Tian X Q, Holick M F
Department of Medicine and Department of Physiology, Boston University Medical Center, Massachusetts 02118, USA.
J Biol Chem. 1995 Apr 14;270(15):8706-11. doi: 10.1074/jbc.270.15.8706.

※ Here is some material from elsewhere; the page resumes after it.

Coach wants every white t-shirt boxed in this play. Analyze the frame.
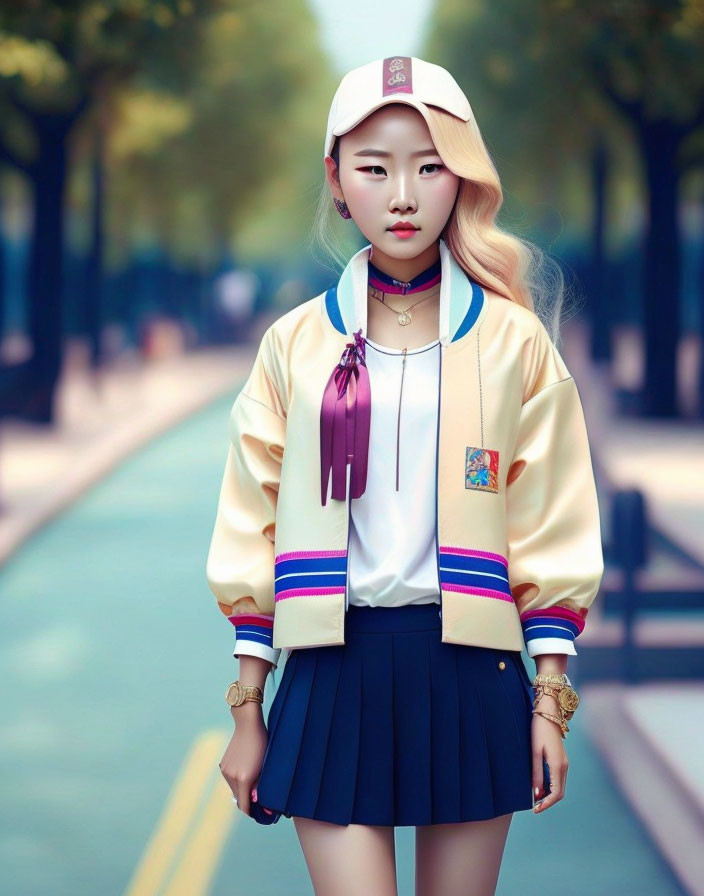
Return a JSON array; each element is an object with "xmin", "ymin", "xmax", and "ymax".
[{"xmin": 347, "ymin": 335, "xmax": 442, "ymax": 607}]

To examine the effect of microenvironments on previtamin D3<==>vitamin D3 isomerization, we have conducted kinetic studies of the reaction in an aqueous solution of beta-cyclodextrin. Our results showed that at 5 degrees C, the forward (k1) and reverse (k2) rate constants for previtamin D3<==>vitamin D3 isomerization were increased by more than 40 and 600 times, respectively, compared with those in n-hexane (k1, 8.65 x 10(-6) versus 1.76 x 10(-7) s-1; k2, 8.48 x 10(-6) versus 1.40 x 10(-8) s-1), the fastest rate of this isomerization ever reported at this temperature. Thermodynamic studies revealed that the equilibrium constant of the reaction was significantly reduced by more than 12-fold when compared to that in n-hexane at 5 degrees C, and the percentage of vitamin D3 at equilibrium was increased as the temperature was increased in beta-cyclodextrin. When complexed with beta-cyclodextrin, the previtamin D3<==>vitamin D3 isomerization became endothermic (delta H zero = 13.05 kJ mol-1) in contrast to being exothermic in other media. We propose that thermodynamically unfavorable cZc conformers of previtamin D3 are stabilized by beta-cyclodextrin, and thus the rate of the isomerization is increased. This conformation-controlled process may play an important role in the modulation of previtamin D3<==>vitamin D3 endocrine system in vivo such as in the sea urchin.
为研究微环境对维生素原D3⇌维生素D3异构化的影响,我们进行了该反应在β-环糊精水溶液中的动力学研究。我们的结果表明,在5℃时,与在正己烷中相比,维生素原D3⇌维生素D3异构化的正向(k1)和反向(k2)速率常数分别增加了40倍和600倍以上(k1:8.65×10⁻⁶对1.76×10⁻⁷ s⁻¹;k2:8.48×10⁻⁶对1.40×10⁻⁸ s⁻¹),这是该温度下报道的该异构化的最快速率。热力学研究表明,与5℃时正己烷中的反应相比,该反应的平衡常数显著降低了12倍以上,并且在β-环糊精中,随着温度升高,平衡时维生素D3的百分比增加。与β-环糊精络合时,维生素原D3⇌维生素D3异构化变为吸热反应(ΔH⁰ = 13.05 kJ mol⁻¹),而在其他介质中为放热反应。我们提出,维生素原D3热力学上不利的cZc构象异构体被β-环糊精稳定,因此异构化速率增加。这种构象控制过程可能在体内对维生素原D3⇌维生素D3内分泌系统的调节中起重要作用,例如在海胆中。